On Macs, The Best Yosemite Feature is The Worst Yosemite Feature
Ring, ring!
Ring, ring!
In the good old days, let’s say during the pre-cell phone 1980s, a family might have had several phones in the house. There’d be a wall-mounted phine in the kitchen, a phone in the living room, and a desk phone in Mom and Dad’s bedroom, perhaps on their desk.
And if Sis was lucky, and if she behaved well, her parents might provide her with an extension phone of her own. If money was plentiful, she might even receive her very own phone line with a separate phone number for total privacy.
The Bell System had some iconic advertisements for such services. They’d picture a teen-aged girl on a frilly bed, yakking on a Princess telephone.

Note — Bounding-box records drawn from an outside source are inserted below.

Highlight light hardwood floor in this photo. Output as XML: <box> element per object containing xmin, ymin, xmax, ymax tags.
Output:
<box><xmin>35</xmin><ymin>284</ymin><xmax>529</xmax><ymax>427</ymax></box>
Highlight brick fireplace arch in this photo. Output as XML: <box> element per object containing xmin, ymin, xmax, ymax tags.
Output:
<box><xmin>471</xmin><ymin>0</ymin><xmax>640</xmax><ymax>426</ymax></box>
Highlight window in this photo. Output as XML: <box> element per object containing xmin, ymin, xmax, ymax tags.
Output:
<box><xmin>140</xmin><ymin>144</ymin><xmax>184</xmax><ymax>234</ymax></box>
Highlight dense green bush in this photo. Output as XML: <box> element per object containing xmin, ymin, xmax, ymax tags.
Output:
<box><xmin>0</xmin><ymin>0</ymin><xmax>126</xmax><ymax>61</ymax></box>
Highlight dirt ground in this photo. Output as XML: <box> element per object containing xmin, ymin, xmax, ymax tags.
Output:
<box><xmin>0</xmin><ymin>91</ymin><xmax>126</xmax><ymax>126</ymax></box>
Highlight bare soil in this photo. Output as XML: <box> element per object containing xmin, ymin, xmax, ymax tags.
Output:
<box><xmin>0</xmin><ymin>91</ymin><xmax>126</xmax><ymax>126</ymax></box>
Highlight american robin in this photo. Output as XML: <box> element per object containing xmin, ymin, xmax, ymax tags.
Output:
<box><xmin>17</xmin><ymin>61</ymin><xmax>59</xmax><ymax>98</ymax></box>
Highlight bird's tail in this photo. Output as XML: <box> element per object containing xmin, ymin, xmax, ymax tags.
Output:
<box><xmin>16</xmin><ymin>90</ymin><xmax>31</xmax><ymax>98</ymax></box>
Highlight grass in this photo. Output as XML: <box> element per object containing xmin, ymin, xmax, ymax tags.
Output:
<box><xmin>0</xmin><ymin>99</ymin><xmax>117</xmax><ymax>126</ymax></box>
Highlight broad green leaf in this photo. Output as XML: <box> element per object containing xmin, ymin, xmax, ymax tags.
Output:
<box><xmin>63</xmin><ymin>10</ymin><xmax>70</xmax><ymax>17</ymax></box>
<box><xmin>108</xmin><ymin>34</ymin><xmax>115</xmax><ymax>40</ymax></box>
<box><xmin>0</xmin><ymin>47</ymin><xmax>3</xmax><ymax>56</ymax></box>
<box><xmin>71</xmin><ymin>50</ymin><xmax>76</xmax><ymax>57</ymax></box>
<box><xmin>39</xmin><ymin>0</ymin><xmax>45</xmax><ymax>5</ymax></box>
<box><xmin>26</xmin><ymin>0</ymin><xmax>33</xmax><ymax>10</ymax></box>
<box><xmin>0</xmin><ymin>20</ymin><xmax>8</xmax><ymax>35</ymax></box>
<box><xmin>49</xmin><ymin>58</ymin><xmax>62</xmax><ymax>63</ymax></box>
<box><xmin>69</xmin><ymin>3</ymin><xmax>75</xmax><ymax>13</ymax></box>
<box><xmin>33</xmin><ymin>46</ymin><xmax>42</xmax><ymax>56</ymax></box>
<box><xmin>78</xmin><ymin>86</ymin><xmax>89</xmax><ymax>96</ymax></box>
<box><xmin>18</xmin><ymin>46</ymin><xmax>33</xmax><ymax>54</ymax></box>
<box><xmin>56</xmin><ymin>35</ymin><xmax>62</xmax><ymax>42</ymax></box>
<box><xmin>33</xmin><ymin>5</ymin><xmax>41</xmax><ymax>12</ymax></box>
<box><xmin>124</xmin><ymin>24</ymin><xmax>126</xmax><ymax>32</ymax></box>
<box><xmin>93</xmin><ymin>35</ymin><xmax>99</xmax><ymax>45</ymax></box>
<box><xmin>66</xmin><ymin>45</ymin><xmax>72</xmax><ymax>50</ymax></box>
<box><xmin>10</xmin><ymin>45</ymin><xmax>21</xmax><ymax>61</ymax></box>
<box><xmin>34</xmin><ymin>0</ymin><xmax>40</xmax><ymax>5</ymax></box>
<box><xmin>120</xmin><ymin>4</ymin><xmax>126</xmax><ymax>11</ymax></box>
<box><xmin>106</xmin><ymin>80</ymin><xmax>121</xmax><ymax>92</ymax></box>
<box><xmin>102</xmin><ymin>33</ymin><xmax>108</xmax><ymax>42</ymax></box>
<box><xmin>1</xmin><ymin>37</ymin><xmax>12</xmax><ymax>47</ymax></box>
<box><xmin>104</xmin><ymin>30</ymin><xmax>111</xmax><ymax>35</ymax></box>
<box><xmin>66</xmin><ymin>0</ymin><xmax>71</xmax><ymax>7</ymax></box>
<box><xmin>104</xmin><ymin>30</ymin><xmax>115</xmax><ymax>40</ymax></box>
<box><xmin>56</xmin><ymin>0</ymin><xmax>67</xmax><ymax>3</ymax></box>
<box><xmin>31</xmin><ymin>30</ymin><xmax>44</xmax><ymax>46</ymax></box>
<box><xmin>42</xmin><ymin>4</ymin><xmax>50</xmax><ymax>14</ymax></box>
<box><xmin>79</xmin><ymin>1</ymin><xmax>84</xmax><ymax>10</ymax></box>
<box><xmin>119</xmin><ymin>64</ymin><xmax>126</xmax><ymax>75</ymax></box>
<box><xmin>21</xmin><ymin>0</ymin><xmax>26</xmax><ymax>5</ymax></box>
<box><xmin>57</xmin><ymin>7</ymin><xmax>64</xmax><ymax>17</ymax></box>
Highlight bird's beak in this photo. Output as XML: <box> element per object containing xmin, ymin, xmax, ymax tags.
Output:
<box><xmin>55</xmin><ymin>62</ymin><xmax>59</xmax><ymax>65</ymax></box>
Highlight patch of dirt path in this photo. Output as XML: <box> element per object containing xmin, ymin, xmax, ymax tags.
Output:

Let’s say Sis didn’t have a line of her own, just an extension phone. When a call came into the house, everyone would hold their breath. Sis’ little-squirt Brother would answer in the Kitchen. All the phones in the house would stop ringing when Brother picked up the kitchen wall phone. He’d yell, “Dad, it’s for you!” Dad would pick up the desk phone in his bedroom. Life would move on.
But let’s suppose the phones did not stop ringing when Brother picked up the kitchen phone. Let’s suppose they kept ringing, even while Dad talked on his extension.
Sis would be annoyed. She’d take her precious Princess phone, yank the connecting cord from the wall jack, and toss the whole thing into the trash.
That’s about what we have with the new “Continuity” feature in “Yosemite,” the still-new version of Apple’s Mac OSX operating system. Yosemite — “version 10.10” to the wonky crowd — turns your iPad and your Mac into extension phones.
Its great whe your iPhone is in another room, or it’s buried at the bottom of your backpack, briefcase, or handbag.
But in the experience of some users — me included — when you answer a phone call, the Mac doesn’t stop ringing. In fact, it doesn’t stop ringing ever. Until you do something drastic. Like yanking the power cord.
That’s what I’ve had to do on one occassion with my 2013-edition iMac.
It’s a flaw that turns one of Yosemite’s best features into one of its worst features.
Fortunately, as Dave Taylor and many other Apple lovers advise, you can turn off the feature on your Mac. Just follow these instructions.
But it also kills the feature entirely. Not just the ringing. It kills the ability to send or receive telephone calls from your Mac.
And that’s a shame. A real #MacFail. It’s time for Apple to fix it.